Summary: Raids, arrests, threats and deportation - journalism is becoming increasingly dangerous in Turkey as the government clamps down on the media covering stories it wants ignored. President Recep Tayyip Erdogan has been accused of a heavy-handed approach with journalists after one of the country's largest media houses - Dogan Media Group - was investigated for alleged "terrorism propaganda." The probe came on the heels of the Nokta news magazine being raided and it's latest edition being banned; and three journalists from the New York-based Vice News being arrested in Diyarbakir for quote "working for a terrorist organisation". At a time when entire cities in the southeast - Diyarbakir and Cizre - have been placed under curfew, Erdogan's latest crackdown has made a military offensive against Kurdish separatists increasingly difficult to cover. Discussing Turkey’s deteriorating state of press freedom are: Idil Engindeniz, a media scholar at Galatasaray University; Bekir Hazar, the host at TV show Yaz Boz; Cevheri Guven, Editor at Nokta magazine; and Murat Bayram, a reporter for Kurdistan 24. Other media stories on our radar this week: journalists keep getting arrested and detained in Thailand; Charlie Hebdo's controversial cartoon poking fun at the death of Alan Kurdi; and the murder of a journalist in Colombia - that was caught on camera.
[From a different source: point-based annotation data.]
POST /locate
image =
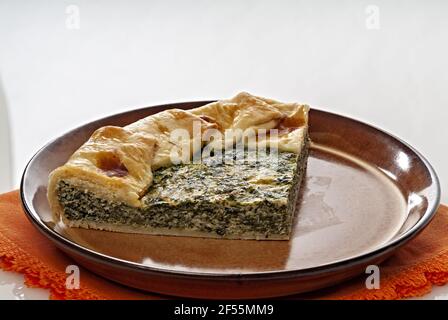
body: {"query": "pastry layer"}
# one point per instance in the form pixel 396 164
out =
pixel 125 179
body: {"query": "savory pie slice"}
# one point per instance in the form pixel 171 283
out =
pixel 127 180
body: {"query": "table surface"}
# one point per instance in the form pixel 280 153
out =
pixel 383 62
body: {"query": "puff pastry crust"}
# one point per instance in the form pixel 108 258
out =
pixel 117 163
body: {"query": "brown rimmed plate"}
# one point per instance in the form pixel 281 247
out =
pixel 366 194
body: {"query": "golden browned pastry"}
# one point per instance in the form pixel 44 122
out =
pixel 126 179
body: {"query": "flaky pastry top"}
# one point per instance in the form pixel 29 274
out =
pixel 117 162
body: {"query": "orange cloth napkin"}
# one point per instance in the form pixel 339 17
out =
pixel 410 272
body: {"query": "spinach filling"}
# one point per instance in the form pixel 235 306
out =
pixel 248 192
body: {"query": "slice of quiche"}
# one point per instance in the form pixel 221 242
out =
pixel 143 179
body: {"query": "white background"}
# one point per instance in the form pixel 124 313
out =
pixel 129 54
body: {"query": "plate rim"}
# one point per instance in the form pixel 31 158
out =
pixel 385 248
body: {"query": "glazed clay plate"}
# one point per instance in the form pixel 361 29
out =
pixel 365 194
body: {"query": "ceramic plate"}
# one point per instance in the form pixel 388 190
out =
pixel 365 194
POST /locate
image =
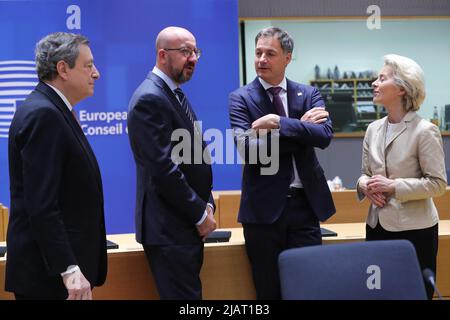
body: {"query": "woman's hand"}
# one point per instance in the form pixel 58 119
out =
pixel 381 184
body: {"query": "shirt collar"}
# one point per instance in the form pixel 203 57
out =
pixel 62 96
pixel 266 85
pixel 172 85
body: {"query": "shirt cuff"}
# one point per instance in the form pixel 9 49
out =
pixel 205 214
pixel 70 269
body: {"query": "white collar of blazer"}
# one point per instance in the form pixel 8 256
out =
pixel 404 124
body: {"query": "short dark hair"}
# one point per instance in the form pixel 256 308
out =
pixel 56 47
pixel 286 41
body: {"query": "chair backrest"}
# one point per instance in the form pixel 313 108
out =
pixel 352 271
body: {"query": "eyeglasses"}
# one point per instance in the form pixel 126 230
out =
pixel 187 52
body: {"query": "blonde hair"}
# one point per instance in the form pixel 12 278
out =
pixel 408 75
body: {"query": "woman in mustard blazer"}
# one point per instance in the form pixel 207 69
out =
pixel 403 165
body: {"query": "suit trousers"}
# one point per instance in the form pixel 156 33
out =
pixel 425 241
pixel 176 270
pixel 297 226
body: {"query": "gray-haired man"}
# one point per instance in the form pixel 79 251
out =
pixel 56 233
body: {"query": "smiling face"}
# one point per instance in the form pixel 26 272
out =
pixel 270 60
pixel 385 91
pixel 175 63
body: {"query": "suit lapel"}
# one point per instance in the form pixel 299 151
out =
pixel 72 122
pixel 295 99
pixel 176 105
pixel 260 97
pixel 406 119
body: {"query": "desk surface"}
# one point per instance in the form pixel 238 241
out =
pixel 345 231
pixel 226 272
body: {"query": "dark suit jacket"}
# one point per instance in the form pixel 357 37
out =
pixel 56 217
pixel 264 196
pixel 171 197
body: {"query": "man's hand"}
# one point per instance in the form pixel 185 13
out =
pixel 269 121
pixel 315 115
pixel 207 226
pixel 77 286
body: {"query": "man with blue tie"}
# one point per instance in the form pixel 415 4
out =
pixel 174 204
pixel 282 210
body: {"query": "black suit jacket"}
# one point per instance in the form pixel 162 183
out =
pixel 56 217
pixel 264 196
pixel 171 197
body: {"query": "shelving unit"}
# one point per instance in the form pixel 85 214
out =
pixel 361 96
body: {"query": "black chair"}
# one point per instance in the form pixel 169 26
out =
pixel 374 270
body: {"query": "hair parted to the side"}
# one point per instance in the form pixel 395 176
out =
pixel 56 47
pixel 409 76
pixel 286 41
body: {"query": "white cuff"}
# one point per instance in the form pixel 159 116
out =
pixel 70 269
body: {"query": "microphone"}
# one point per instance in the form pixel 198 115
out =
pixel 429 278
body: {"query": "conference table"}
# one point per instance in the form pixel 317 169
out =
pixel 226 272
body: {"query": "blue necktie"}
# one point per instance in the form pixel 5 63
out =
pixel 277 103
pixel 185 105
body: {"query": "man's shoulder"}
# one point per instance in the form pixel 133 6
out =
pixel 36 101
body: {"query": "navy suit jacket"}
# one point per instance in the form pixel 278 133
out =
pixel 170 197
pixel 56 217
pixel 264 196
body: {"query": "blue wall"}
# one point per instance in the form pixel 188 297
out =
pixel 122 35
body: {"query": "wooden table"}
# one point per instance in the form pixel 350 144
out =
pixel 226 272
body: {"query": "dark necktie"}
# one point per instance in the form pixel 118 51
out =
pixel 184 104
pixel 277 103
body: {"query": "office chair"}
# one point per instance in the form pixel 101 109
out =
pixel 374 270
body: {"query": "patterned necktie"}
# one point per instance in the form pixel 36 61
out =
pixel 277 103
pixel 74 113
pixel 184 104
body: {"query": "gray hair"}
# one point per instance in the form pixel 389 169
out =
pixel 56 47
pixel 286 41
pixel 408 75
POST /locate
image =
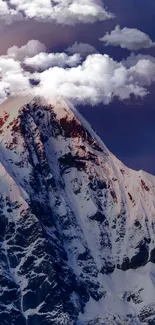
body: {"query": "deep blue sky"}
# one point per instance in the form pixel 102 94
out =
pixel 128 129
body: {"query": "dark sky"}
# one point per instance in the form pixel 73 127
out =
pixel 128 129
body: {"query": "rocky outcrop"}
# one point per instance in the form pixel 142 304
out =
pixel 74 224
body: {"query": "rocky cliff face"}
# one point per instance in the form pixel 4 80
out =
pixel 77 228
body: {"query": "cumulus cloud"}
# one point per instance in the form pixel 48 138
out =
pixel 97 79
pixel 63 12
pixel 14 80
pixel 31 49
pixel 129 38
pixel 83 48
pixel 43 61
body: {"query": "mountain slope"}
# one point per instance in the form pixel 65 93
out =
pixel 77 226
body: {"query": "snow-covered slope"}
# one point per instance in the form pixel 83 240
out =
pixel 77 227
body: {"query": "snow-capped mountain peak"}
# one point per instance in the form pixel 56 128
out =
pixel 77 226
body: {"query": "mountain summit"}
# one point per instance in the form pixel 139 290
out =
pixel 77 227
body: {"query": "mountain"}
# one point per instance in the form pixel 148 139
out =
pixel 77 227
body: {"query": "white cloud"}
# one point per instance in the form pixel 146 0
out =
pixel 14 80
pixel 29 50
pixel 83 48
pixel 98 79
pixel 63 12
pixel 129 38
pixel 43 61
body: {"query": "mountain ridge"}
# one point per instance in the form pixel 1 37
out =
pixel 75 221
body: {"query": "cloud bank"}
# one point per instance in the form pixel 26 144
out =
pixel 129 38
pixel 63 12
pixel 96 79
pixel 82 48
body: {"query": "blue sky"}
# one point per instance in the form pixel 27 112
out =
pixel 128 129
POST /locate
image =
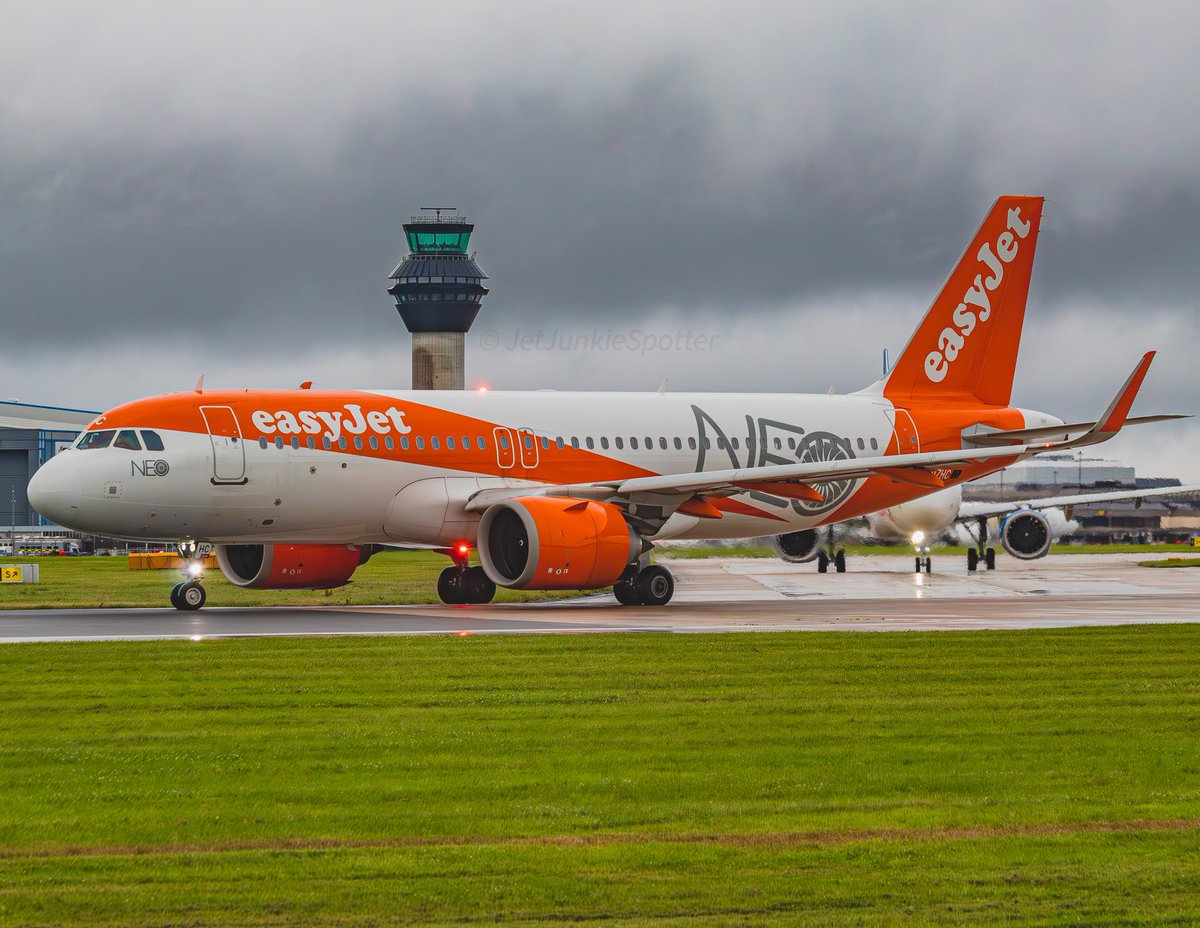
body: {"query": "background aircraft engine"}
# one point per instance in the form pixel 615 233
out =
pixel 797 548
pixel 291 567
pixel 1026 534
pixel 555 543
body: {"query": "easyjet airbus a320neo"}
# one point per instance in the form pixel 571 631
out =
pixel 567 490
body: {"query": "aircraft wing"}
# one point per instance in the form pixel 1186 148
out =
pixel 987 510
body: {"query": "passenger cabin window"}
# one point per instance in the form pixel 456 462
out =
pixel 95 439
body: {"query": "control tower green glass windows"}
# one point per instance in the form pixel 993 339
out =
pixel 438 288
pixel 437 240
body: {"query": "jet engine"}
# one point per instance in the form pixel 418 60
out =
pixel 291 567
pixel 797 548
pixel 556 543
pixel 1026 534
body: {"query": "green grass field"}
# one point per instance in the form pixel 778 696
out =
pixel 1035 777
pixel 77 582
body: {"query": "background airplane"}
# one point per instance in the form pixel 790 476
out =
pixel 1024 527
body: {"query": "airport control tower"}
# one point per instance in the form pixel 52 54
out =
pixel 438 289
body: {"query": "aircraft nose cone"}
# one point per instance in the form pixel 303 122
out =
pixel 55 491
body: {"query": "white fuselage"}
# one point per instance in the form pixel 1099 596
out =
pixel 366 467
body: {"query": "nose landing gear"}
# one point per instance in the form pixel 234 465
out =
pixel 189 594
pixel 461 585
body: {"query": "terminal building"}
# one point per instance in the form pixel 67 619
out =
pixel 29 437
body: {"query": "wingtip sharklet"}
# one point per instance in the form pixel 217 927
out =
pixel 1119 409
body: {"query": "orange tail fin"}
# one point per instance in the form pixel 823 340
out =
pixel 965 348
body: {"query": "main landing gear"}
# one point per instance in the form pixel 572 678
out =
pixel 189 594
pixel 981 552
pixel 651 586
pixel 461 585
pixel 831 555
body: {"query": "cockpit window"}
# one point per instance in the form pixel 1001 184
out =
pixel 95 439
pixel 127 439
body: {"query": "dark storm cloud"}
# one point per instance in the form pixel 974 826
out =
pixel 169 179
pixel 617 209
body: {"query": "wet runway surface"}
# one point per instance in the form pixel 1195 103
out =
pixel 718 594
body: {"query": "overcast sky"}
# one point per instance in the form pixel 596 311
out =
pixel 220 187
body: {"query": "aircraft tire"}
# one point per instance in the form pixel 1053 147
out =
pixel 655 586
pixel 478 586
pixel 191 597
pixel 450 586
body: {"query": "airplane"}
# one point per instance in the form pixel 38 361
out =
pixel 1024 531
pixel 567 490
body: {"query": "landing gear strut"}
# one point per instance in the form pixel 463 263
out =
pixel 651 586
pixel 981 552
pixel 461 585
pixel 189 594
pixel 465 586
pixel 831 555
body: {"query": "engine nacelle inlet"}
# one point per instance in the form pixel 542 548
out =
pixel 797 548
pixel 1026 534
pixel 291 567
pixel 556 543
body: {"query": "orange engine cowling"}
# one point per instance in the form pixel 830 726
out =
pixel 291 567
pixel 555 543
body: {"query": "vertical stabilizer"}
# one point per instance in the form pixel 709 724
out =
pixel 965 348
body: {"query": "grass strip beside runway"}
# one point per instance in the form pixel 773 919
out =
pixel 816 778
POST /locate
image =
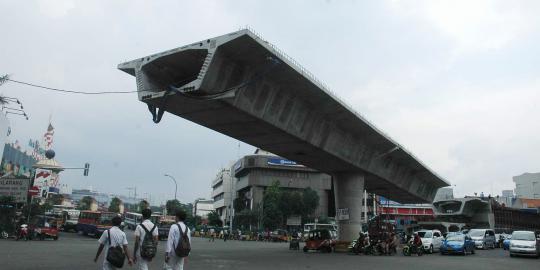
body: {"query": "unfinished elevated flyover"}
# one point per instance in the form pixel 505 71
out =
pixel 242 86
pixel 476 212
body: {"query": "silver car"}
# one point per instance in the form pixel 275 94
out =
pixel 483 238
pixel 524 243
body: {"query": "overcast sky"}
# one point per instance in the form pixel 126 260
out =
pixel 456 82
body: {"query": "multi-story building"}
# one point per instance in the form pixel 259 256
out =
pixel 221 194
pixel 203 207
pixel 254 173
pixel 527 185
pixel 445 193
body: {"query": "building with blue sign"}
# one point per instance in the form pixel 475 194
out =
pixel 254 173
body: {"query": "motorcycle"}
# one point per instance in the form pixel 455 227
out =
pixel 23 233
pixel 410 248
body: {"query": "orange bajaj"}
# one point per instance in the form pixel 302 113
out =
pixel 320 240
pixel 45 227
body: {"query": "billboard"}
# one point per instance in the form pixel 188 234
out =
pixel 15 187
pixel 43 181
pixel 283 162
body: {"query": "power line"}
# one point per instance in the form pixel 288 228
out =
pixel 70 91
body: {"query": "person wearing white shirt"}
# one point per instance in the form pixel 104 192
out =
pixel 140 233
pixel 173 261
pixel 118 238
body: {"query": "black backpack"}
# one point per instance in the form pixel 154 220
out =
pixel 148 247
pixel 115 255
pixel 184 247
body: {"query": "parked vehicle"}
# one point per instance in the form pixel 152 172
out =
pixel 506 242
pixel 483 238
pixel 164 227
pixel 319 240
pixel 410 249
pixel 45 227
pixel 22 233
pixel 132 220
pixel 94 223
pixel 458 243
pixel 279 236
pixel 70 218
pixel 524 243
pixel 431 240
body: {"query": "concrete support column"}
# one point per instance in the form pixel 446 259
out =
pixel 349 192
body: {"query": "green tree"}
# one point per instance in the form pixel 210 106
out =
pixel 272 214
pixel 7 213
pixel 55 199
pixel 114 206
pixel 214 219
pixel 246 218
pixel 310 200
pixel 172 206
pixel 85 203
pixel 143 204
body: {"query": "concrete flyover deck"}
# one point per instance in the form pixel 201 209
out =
pixel 242 86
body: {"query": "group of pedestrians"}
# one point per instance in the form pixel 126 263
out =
pixel 115 244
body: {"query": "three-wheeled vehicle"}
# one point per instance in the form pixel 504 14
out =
pixel 320 240
pixel 45 227
pixel 164 226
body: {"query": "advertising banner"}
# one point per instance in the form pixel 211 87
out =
pixel 342 214
pixel 15 187
pixel 42 181
pixel 283 162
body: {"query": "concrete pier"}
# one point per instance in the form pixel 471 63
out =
pixel 348 188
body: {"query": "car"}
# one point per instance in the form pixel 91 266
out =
pixel 458 244
pixel 524 243
pixel 320 240
pixel 431 240
pixel 483 238
pixel 279 236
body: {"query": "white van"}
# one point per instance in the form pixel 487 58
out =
pixel 483 238
pixel 431 240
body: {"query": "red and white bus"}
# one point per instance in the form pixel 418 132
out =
pixel 94 223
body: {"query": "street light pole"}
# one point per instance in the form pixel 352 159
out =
pixel 175 185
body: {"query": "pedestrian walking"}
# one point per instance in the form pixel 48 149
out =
pixel 146 240
pixel 212 235
pixel 178 243
pixel 114 242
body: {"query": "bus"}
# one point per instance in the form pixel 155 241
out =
pixel 94 222
pixel 132 219
pixel 318 226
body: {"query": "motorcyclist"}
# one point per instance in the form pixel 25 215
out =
pixel 360 242
pixel 417 241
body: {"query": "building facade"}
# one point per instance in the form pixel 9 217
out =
pixel 203 207
pixel 254 173
pixel 221 194
pixel 527 185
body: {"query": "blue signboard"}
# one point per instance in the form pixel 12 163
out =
pixel 283 162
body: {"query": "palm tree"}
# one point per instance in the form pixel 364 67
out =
pixel 3 79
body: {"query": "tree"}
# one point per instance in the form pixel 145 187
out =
pixel 85 203
pixel 310 200
pixel 56 199
pixel 214 219
pixel 143 204
pixel 272 214
pixel 173 206
pixel 7 213
pixel 114 206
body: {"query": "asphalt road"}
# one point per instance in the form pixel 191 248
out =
pixel 74 251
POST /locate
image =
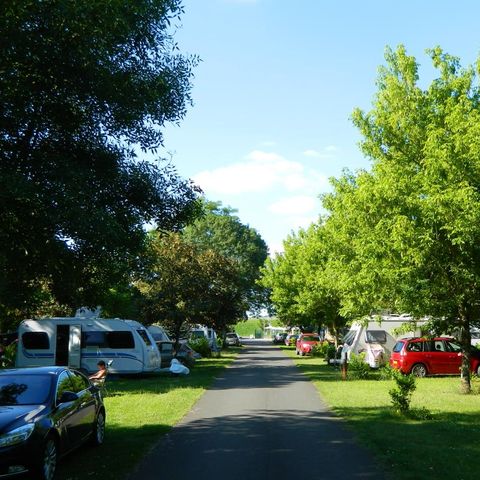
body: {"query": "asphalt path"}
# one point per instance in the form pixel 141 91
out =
pixel 261 420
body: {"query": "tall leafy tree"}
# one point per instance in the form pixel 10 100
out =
pixel 83 85
pixel 219 229
pixel 184 285
pixel 410 228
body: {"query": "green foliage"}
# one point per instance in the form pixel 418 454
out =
pixel 219 229
pixel 9 355
pixel 401 395
pixel 358 369
pixel 247 328
pixel 301 289
pixel 201 346
pixel 386 372
pixel 87 82
pixel 184 284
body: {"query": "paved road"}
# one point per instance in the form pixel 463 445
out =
pixel 262 420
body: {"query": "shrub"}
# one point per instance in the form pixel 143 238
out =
pixel 385 372
pixel 357 368
pixel 402 394
pixel 9 355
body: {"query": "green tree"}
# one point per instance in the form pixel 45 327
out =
pixel 302 290
pixel 219 229
pixel 409 231
pixel 82 84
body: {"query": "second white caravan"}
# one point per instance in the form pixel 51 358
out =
pixel 376 338
pixel 81 342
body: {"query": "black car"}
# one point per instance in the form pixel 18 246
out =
pixel 45 412
pixel 167 352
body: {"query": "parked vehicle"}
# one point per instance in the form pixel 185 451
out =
pixel 232 339
pixel 305 342
pixel 80 342
pixel 437 356
pixel 376 338
pixel 46 413
pixel 204 332
pixel 184 353
pixel 475 336
pixel 279 338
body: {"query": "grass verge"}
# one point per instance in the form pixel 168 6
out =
pixel 444 447
pixel 139 412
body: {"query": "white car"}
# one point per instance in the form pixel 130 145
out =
pixel 232 339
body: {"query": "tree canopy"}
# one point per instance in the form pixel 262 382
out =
pixel 84 85
pixel 221 230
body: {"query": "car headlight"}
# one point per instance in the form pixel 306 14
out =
pixel 18 435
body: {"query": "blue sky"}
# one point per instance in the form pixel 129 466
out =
pixel 276 87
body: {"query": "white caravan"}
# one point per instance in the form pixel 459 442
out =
pixel 80 342
pixel 377 338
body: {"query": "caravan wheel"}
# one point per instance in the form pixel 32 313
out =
pixel 419 370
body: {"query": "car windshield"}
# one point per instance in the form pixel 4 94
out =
pixel 24 389
pixel 349 337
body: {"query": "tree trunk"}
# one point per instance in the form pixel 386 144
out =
pixel 465 343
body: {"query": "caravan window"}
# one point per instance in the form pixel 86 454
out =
pixel 120 340
pixel 94 339
pixel 144 336
pixel 36 341
pixel 376 336
pixel 349 337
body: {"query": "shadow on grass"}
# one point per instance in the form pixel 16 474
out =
pixel 445 447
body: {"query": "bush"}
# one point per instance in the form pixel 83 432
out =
pixel 201 346
pixel 357 368
pixel 386 372
pixel 402 394
pixel 325 350
pixel 9 354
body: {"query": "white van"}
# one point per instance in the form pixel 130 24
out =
pixel 376 338
pixel 200 331
pixel 81 342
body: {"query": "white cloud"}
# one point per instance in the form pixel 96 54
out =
pixel 298 205
pixel 261 172
pixel 312 153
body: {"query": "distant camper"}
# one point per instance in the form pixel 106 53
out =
pixel 376 338
pixel 81 342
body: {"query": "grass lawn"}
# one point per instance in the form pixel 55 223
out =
pixel 445 447
pixel 139 412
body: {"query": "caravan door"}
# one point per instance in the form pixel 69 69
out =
pixel 74 346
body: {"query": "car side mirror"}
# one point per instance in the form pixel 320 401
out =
pixel 67 396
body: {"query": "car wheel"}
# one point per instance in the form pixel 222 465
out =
pixel 419 370
pixel 47 465
pixel 98 436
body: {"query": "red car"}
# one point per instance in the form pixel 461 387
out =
pixel 305 342
pixel 436 356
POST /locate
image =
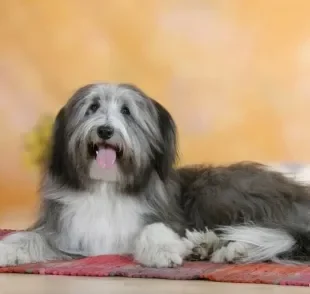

Bosnia's divided media Twenty years ago this December, a three-year-long civil war ended in Bosnia and Herzegovina with a complex power sharing arrangement that split the country in two. The two entities: the Federation of Bosnia and Herzegovina administered by Bosnian Muslims; and the Republika Srpska, administered by Serbs; created a complicated political structure that also divided the media landscape. In an effort to transcend the ethnic divide, journalists are banding together to combat a range of political and economic pressures. The Listening Post's Flo Phillips reports from Sarajevo on their efforts and the problems Bosnian journalists face on a daily basis.